Persuasive Power of Uncertainty – Review Of

Harvard Business Review (HBR) interviewed Zak Tormala of Stanford about their current research.
232 The Persuasive Power of Uncertainty (Podcast)

Part of their study involved a fictitious restaurant where researchers tried to study the power of uncertainty by experts and non-experts using restaurant reviews. The restaurant review was done in the most favorable light and their intent was to be as compelling as possible.

HBR Image from

There were two restaurant review experts, one expressed certainly about the review (we’ll call Expert A) and the other reviewer expressed somewhat less certainty (Expert B). The manipulated variable in their restaurant review was the level of certainly. When Expert A was definitive in their review, the response to that review wasn’t as compelling.

In other words, according to the researchers, when dealing with the experts, the definitive review was being less persuasive. If Expert B reviewed the restaurant with a certain amount of uncertainty, readers were somewhat surprised to hear this and became more interested. When customers’ curiosity was piqued, they were more likely to pay attention and possibly more open to persuasion. 

If the variable being manipulated was the level of expertise, the opposite occurred. If the non-expert was more certain with their review, they were more persuasive. If non-expert was less certain, they were generally not very persuasive. According to this study, with non-experts, the level of persuasiveness depends on how much certainty you project. Because they are non-experts, the key for believability had to be how certain they were.

So experts who have a lot of credibility have some leeway to express doubt and still be persuasive. Obviously, the opposite occurs for those who aren’t experts. If you want to be persuasive and are not an expert, the level of persuasiveness will make all the difference.

If you are a CEO who’s an expert about your company, you can sometimes help your audience focus on your message by expressing a little doubt or certainty. It might help to get people to perk up and pay more attention than usual.

You may express a little uncertainty at the opening to your speech to set the tone to help get your message across. Of course, for this to be successful, your message has to be relevant to your listening audience.

The podcast does not recommend using this approach all the time. It depends on your intent.

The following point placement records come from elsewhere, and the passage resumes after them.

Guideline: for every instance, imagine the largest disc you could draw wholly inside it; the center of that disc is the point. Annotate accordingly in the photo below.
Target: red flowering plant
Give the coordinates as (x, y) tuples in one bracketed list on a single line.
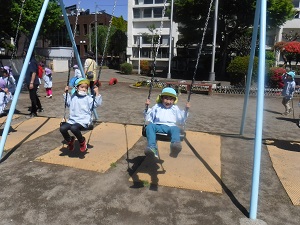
[(275, 80), (292, 47)]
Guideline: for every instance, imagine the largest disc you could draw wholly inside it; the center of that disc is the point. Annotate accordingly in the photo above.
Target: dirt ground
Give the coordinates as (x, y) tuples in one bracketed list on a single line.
[(39, 193)]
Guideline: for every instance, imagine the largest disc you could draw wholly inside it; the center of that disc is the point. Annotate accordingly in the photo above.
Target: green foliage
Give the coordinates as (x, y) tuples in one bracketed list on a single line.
[(238, 69), (126, 68), (275, 77), (31, 11)]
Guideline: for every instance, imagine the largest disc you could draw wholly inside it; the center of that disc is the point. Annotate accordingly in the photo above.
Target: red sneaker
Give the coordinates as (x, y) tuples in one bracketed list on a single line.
[(71, 144), (83, 146)]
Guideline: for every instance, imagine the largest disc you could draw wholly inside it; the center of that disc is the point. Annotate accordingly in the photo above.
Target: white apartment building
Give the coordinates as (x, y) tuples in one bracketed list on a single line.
[(292, 26), (143, 14)]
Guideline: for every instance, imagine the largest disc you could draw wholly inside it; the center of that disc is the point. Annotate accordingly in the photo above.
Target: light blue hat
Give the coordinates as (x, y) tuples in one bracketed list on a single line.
[(78, 82), (168, 91), (292, 74)]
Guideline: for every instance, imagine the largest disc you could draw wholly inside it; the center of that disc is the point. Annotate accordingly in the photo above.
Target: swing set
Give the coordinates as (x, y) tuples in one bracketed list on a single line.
[(166, 136), (97, 83)]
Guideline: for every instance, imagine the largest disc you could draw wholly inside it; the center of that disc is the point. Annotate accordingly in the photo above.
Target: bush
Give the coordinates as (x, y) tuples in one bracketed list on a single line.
[(275, 77), (145, 68), (126, 68), (238, 69)]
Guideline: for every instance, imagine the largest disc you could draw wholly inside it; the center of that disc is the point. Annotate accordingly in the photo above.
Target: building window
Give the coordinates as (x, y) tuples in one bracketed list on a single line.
[(136, 13), (148, 1), (146, 53), (146, 39), (85, 29), (147, 13), (165, 40), (157, 12)]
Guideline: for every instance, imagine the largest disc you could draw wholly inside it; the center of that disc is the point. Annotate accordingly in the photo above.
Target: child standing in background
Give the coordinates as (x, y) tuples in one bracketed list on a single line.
[(288, 91), (9, 79), (48, 82), (5, 97)]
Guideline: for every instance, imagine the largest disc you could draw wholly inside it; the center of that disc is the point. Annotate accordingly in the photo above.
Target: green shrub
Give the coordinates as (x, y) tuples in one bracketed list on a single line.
[(238, 69), (126, 68), (145, 68), (275, 77)]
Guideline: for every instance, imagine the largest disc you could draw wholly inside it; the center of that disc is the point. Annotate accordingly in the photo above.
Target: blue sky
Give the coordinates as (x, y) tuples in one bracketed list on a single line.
[(107, 5)]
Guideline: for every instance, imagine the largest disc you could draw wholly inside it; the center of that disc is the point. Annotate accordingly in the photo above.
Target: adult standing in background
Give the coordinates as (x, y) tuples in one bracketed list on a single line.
[(32, 82), (90, 69)]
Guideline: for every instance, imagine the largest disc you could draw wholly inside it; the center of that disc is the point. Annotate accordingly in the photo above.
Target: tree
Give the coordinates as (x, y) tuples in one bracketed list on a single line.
[(9, 20), (234, 19), (120, 23)]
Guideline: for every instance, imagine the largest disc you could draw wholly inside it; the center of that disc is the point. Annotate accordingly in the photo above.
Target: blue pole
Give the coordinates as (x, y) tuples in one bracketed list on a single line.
[(250, 66), (22, 76), (259, 112), (67, 22)]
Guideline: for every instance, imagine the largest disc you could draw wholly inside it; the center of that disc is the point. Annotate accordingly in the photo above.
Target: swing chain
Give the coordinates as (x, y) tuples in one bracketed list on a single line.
[(200, 48), (156, 53), (76, 20)]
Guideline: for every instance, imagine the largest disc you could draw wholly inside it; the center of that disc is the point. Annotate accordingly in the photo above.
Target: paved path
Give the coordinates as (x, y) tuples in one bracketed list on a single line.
[(40, 193)]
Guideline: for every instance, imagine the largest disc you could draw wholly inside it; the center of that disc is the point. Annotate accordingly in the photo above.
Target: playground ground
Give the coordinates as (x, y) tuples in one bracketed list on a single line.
[(40, 193)]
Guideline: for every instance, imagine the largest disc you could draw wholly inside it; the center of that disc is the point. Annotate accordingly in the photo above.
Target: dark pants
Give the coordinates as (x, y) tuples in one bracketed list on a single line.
[(74, 128), (35, 101)]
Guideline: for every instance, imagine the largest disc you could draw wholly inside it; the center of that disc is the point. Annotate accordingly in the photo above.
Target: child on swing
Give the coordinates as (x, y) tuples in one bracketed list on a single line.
[(164, 117), (5, 97), (80, 104), (288, 91)]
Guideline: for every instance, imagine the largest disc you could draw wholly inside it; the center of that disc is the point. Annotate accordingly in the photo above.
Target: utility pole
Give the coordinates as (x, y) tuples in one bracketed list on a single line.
[(96, 30), (212, 75)]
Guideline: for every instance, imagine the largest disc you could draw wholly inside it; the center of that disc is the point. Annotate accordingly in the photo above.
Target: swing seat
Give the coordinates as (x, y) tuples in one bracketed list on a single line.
[(164, 136), (90, 126)]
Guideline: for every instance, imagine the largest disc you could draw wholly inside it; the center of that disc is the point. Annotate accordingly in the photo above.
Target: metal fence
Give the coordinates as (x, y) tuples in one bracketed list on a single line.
[(231, 90)]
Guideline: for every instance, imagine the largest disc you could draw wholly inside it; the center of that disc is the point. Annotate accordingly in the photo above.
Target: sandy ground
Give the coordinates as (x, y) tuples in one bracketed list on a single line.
[(39, 193)]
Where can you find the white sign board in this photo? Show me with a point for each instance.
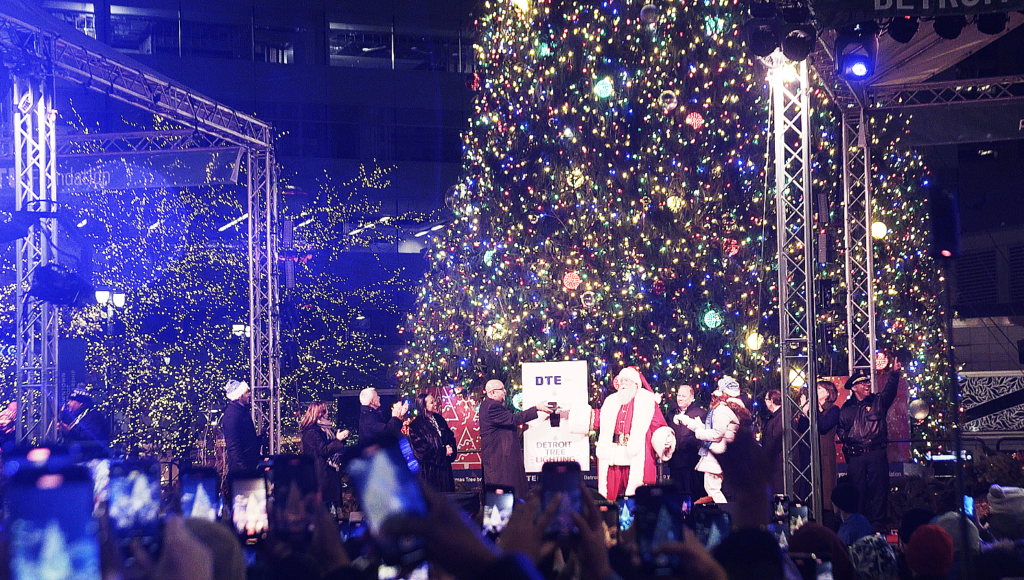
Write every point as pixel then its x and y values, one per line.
pixel 563 382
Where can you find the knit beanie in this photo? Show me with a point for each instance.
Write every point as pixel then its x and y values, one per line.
pixel 873 558
pixel 1006 500
pixel 930 551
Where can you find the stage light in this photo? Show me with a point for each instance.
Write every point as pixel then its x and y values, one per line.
pixel 902 29
pixel 856 48
pixel 949 27
pixel 58 285
pixel 992 23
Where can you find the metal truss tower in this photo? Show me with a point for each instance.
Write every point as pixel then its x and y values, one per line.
pixel 858 244
pixel 76 58
pixel 791 116
pixel 35 191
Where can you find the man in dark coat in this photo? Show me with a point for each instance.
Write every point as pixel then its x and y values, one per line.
pixel 84 425
pixel 864 435
pixel 241 442
pixel 682 466
pixel 500 449
pixel 771 441
pixel 372 423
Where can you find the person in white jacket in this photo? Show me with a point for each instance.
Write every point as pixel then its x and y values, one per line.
pixel 717 431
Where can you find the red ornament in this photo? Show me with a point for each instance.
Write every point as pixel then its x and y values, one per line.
pixel 730 246
pixel 571 280
pixel 881 361
pixel 694 120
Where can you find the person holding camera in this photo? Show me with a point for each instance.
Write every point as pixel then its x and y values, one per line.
pixel 863 431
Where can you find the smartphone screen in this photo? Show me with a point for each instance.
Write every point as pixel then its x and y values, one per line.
pixel 799 514
pixel 134 505
pixel 200 497
pixel 387 489
pixel 561 478
pixel 498 504
pixel 293 483
pixel 711 525
pixel 627 506
pixel 249 512
pixel 780 508
pixel 52 531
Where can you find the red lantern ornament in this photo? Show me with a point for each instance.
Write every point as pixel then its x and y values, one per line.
pixel 571 280
pixel 694 120
pixel 730 246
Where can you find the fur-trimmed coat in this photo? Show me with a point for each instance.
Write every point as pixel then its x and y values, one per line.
pixel 640 451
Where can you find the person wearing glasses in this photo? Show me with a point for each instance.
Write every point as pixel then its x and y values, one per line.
pixel 501 452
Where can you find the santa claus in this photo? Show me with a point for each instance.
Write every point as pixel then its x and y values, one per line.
pixel 633 432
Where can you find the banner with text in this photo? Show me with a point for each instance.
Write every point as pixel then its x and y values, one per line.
pixel 564 437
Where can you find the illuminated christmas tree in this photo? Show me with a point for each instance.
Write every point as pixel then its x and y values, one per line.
pixel 611 206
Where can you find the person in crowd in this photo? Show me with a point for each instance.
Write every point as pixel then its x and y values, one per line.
pixel 682 465
pixel 847 500
pixel 718 430
pixel 633 436
pixel 1006 515
pixel 242 445
pixel 863 431
pixel 433 443
pixel 501 452
pixel 771 441
pixel 815 538
pixel 84 425
pixel 930 553
pixel 873 558
pixel 324 442
pixel 372 421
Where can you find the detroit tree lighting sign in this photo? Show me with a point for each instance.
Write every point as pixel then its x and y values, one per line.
pixel 565 438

If your intent is to convey a message your audience is interested to hear, and you want your audience to be comfortable and relaxed, it is better for the CEO to be comfortable and relaxed. If what you’re telling is compelling and you need more focus, this approach of an expert expressing some uncertainly might be a useful tool.

Kevin Schwarm

I have over 25 years of professional experience in business, information technology (IT), and customer service. Industry experience in retail, medical insurance, higher education, non-profit, financial services, and property and casualty insurance. Customer focused professional interested in providing value (save time, money and aggravation) by evaluating and analyzing information, services and products with a unique perspective.

17 Responses

  1. Bill says:

    I’ll have to look it up, but I think this idea is also found in “Made to Stick” by Chip and Dan Heath. I think they framed in more in “mystery”. But, as you’ve noted, it can’t be used all the time. The news today of the demise of Osama bin Laden is full of skepticism since all there is currently to go on is the good word of the people in power. Proof through proper verification processes would eliminate doubt.